Andrei le entregó la pistola y estuvo un rato mirando como su compañero, retorciéndose, metía el arma en el bolsillo trasero del mono de trabajo. De repente, un sudor frío lo empapó.
— ¿Era usted el que disparaba? — preguntó, casi en un susurro. Donald no respondió. Hacía señales para adelantar a otro camión con el único faro que todavía funcionaba. En un cruce, varios babuinos de largas colas pasaron corriendo por delante del vehículo, tocando casi el radiador. Pero Andrei no les prestó atención.
— ¿De dónde ha sacado el arma, Don? — Una vez más, Donald no respondió, se limitó a hacer un extraño gesto con la mano, como si quisiera colocarse el sombrero inexistente sobre los ojos —. Mire, Don — insistió Andrei con decisión —, vamos ahora a la alcaldía, usted entrega la pistola y explica cómo se hizo con ella.
— Deje de decir tonterías — replicó Donald —. Mejor, déme un cigarrillo.
— No es ninguna tontería — dijo Andrei sacando el paquete de forma maquinal —. No quiero saber nada.
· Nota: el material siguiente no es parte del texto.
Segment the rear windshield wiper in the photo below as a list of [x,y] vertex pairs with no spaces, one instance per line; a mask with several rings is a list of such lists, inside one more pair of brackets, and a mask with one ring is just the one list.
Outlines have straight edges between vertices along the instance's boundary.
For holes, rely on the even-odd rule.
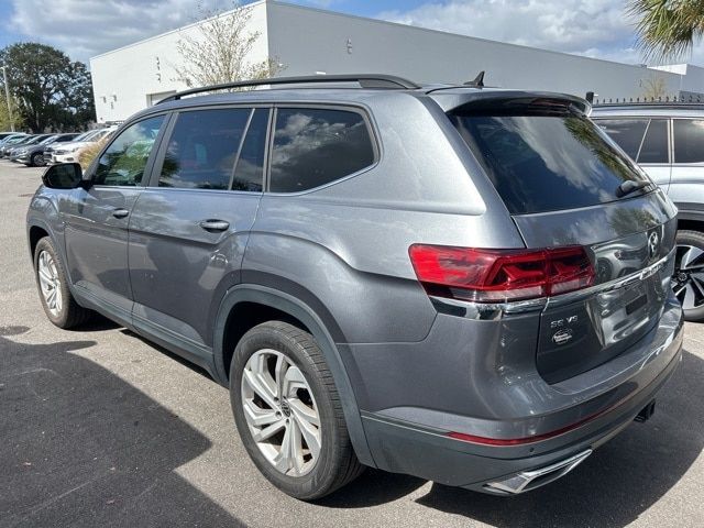
[[626,182],[624,182],[618,186],[618,188],[616,189],[616,196],[618,198],[623,198],[624,196],[630,195],[636,190],[640,190],[646,187],[649,187],[651,184],[652,184],[651,182],[648,182],[646,179],[641,179],[640,182],[627,179]]

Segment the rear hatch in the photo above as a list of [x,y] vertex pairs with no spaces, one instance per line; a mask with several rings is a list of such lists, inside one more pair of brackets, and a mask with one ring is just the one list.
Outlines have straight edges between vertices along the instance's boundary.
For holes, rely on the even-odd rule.
[[549,383],[636,344],[670,295],[674,207],[586,109],[570,96],[525,92],[446,109],[526,248],[582,248],[588,256],[590,279],[551,295],[540,312],[536,361]]

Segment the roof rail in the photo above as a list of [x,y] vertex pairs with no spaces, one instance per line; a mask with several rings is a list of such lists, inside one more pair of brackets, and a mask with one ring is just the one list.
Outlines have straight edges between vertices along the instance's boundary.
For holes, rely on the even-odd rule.
[[229,88],[244,88],[249,86],[265,86],[265,85],[297,85],[297,84],[317,84],[317,82],[359,82],[362,88],[400,88],[407,90],[415,90],[420,86],[415,82],[396,77],[394,75],[376,75],[376,74],[362,74],[362,75],[314,75],[302,77],[272,77],[268,79],[257,80],[237,80],[232,82],[223,82],[221,85],[210,85],[200,88],[191,88],[189,90],[179,91],[173,96],[168,96],[156,105],[166,101],[177,101],[182,97],[193,96],[195,94],[202,94],[205,91],[227,90]]

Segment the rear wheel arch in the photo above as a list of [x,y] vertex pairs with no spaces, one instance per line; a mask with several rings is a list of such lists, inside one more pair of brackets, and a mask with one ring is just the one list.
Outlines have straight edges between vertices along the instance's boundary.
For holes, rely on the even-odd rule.
[[34,250],[36,249],[36,244],[44,237],[51,237],[48,231],[40,226],[30,227],[29,239],[30,239],[30,255],[34,258]]
[[[249,311],[246,317],[250,318],[245,321],[253,322],[249,328],[245,328],[246,324],[238,324],[233,317],[238,314],[244,315],[245,310]],[[250,328],[264,322],[260,320],[262,317],[268,316],[274,319],[267,320],[284,320],[314,336],[332,373],[356,457],[364,465],[376,466],[366,442],[356,397],[334,340],[316,311],[300,299],[254,284],[238,285],[228,290],[218,310],[215,326],[213,361],[219,382],[228,385],[229,362],[239,340],[238,336],[241,338]]]

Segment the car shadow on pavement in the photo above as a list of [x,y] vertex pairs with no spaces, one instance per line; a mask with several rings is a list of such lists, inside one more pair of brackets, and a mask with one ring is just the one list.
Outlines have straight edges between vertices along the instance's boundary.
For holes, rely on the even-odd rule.
[[174,471],[210,441],[72,353],[95,341],[1,330],[0,527],[242,526]]
[[433,484],[417,502],[496,527],[626,526],[674,486],[702,452],[702,380],[704,361],[684,352],[653,417],[632,424],[556,483],[507,498]]

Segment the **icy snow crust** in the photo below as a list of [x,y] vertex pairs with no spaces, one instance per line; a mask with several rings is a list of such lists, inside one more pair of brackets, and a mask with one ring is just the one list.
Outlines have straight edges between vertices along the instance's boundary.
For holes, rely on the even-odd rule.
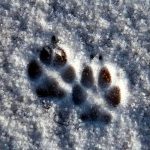
[[[150,147],[149,1],[2,0],[0,2],[0,149],[148,150]],[[56,34],[79,82],[82,65],[107,66],[121,104],[106,105],[87,90],[91,104],[113,116],[110,124],[84,123],[70,100],[72,85],[43,65],[68,97],[43,107],[27,76],[27,64]],[[92,62],[90,54],[95,54]],[[98,54],[103,63],[98,61]],[[67,125],[57,114],[69,111]],[[56,117],[56,118],[55,118]],[[66,115],[67,117],[67,115]]]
Usted se lo calló, bien, era asunto suyo. En general, confío en usted… Pero en la ciudad, sólo los bandidos tienen armas. No quiero acusarlo de nada, pero no lo entiendo… Y hay que entregar el arma y explicarlo todo. Y no hacer como si eso fuera algo sin importancia. Veo cómo ha cambiado usted en los últimos tiempos. Es mejor aclararlo todo.
Donald volvió la cabeza durante un segundo y miró a Andrei a la cara. No estaba claro qué había en su mirada, si burla o sufrimiento, pero en ese momento a Andrei le pareció que era una persona muy vieja, un anciano acosado. Sintió confusión y se turbó, pero enseguida recuperó el control.
— Entréguela y cuéntelo todo — repitió, con firmeza —. ¡Todo!
— ¿Se ha dado cuenta de que los monos avanzan sobre la ciudad? — preguntó Donald.
— ¿Y qué? — se turbó Andrei.
— Sí, en realidad, ¿y qué? — dijo Donald, y dejó escapar una risa desagradable.